His intelligence made him a natural at gambling and it became his means of support. He was an active poker and faro dealer, moody, and a heavy drinker. With the knowledge of his impending death, he had no fear of death. He knew the occupation of a gambler was risky. He began to practice with his gun.
The first account of a gunfight occurred on Jan. 2, 1875. No one was hurt. Most of the people thought it was amusing, until a few days later when Doc got into another. This time, Doc killed a prominent citizen.

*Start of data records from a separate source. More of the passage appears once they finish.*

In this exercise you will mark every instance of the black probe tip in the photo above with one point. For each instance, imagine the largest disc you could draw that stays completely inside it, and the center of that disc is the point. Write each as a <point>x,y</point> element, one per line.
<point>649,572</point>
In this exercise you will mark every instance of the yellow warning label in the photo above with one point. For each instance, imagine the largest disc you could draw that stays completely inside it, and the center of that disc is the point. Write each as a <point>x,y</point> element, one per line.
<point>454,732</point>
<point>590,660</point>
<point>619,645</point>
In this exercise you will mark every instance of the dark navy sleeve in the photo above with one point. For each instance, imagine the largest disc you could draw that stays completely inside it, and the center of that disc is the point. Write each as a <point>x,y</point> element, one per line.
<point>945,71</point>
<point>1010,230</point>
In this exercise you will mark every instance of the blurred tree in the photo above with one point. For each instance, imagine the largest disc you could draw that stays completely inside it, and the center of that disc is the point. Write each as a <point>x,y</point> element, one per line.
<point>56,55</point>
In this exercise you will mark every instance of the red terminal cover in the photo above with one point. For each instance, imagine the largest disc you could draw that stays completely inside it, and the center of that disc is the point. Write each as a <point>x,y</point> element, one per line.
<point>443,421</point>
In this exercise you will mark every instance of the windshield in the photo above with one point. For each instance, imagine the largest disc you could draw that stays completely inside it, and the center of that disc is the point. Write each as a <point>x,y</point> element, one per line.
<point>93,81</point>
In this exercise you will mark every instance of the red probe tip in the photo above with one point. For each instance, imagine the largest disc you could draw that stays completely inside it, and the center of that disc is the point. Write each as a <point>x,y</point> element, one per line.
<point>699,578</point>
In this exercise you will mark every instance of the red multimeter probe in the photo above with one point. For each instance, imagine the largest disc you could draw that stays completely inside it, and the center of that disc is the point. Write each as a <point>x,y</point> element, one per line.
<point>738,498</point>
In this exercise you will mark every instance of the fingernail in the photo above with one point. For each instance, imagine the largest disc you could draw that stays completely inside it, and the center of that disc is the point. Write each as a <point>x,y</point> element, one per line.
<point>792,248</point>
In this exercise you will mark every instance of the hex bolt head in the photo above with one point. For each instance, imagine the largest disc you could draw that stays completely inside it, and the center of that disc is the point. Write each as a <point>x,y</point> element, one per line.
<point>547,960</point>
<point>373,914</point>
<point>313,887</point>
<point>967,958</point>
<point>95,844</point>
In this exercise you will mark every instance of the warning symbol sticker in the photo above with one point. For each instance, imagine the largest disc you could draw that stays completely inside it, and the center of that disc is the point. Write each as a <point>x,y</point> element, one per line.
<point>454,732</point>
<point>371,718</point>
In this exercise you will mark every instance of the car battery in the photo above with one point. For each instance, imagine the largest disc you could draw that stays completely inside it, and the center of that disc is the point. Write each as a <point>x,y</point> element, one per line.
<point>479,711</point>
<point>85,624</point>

Fleeing Dallas with a posse behind him, he ended up in Jacksboro, Texas. Doc found a job dealing faro, with a gun in a shoulder holster and one on his hip. Jacksboro was a wild and lawless town. Doc also carried a knife. He was involved in three more gunfights in a short time. He left one man dead, but no action was taken against him.
In the summer of 1876, a disagreement led to violence. He killed a soldier from Fort Richardson. This brought in the U.S. government. A reward was offered for his capture and he was pursued by the Army, Texas Rangers and the U.S. Marshals. There also were bounty hunters looking for him.
Doc fled for his life to the Kansas territory, now Colorado. On his way he left three more bodies in the wake. He settled down in Denver, taking the name of Tom Mackey. While dealing faro he got into an argument with another gambler. Doc nearly cut his head off with his lethal knife. The gambler survived, his face and neck terribly mutilated. This forced Doc to run again — first to Wyoming and then to New Mexico. He finally went back to Texas, where he met Wyatt Earp and Big Nose Kate.
Big Nose Kate did have a prominent nose; her other features were quite lovely. She was a prostitute by trade. When asked if she liked her trade, she would say that she liked her business. Kate and Doc became friends. When he was seen in Dodge City, Kate was often with him.
In Dodge City, Doc saved Wyatt Earp’s life when a gunman drew behind Earp’s back. Doc yelled a warning, drew and shot the man. Wyatt Earp had several brothers. They were a close family. Many experts believe that the Earp brothers became replacements for the family Doc had left in Georgia. Wyatt, Morgan and Virgil Earp were friends with Doc for the rest of their lives.
Doc Holliday became well-known in the West. He became even more famous after taking part in the gunfight at the O.K. Corral with Wyatt, Morgan and Virgil Earp. As they came to the corral, Wyatt demanded that the Clantons surrender. Shots were fired and, when it was over, Billy Clanton, Frank McLaury and Tom McLaury were dead. Ike Clanton had run away. Morgan and Virgil Earp were wounded. Neither Doc nor Wyatt were hurt.
Enemies of the Earp brothers wanted a trial. The Earp brothers and Doc Holliday were arrested. The jury found them innocent. A few months later, a gunman killed Morgan Earp. Doc and Wyatt began to hunt the killer. They killed several men who were known to be involved.
It is not known how many killings Doc was involved in. Some say as many as 30, some say closer to eight. History will tell you that Doc was arrested several times, mostly for playing illegal games of chance. The few times he faced a criminal charge he was found not guilty. Often the charges were dismissed because he was defending himself.
Doc Holliday may have won at cards and gunfights but he could not win against tuberculosis. On Nov. 8, 1887, he died in his bed in the little city of Glenwood, Colorado. He was 36 years old.
Wyatt Earp said of Doc Holliday, “I found him a loyal friend and good company. He was a dentist whom necessity had made a gambler; a gentleman whom disease had made a vagabond; a philosopher whom life had made a caustic wit; a long, lean blonde fellow nearly dead with consumption and at the same time the most skillful gambler and nerviest, speediest, deadliest man with a six-gun I ever knew.”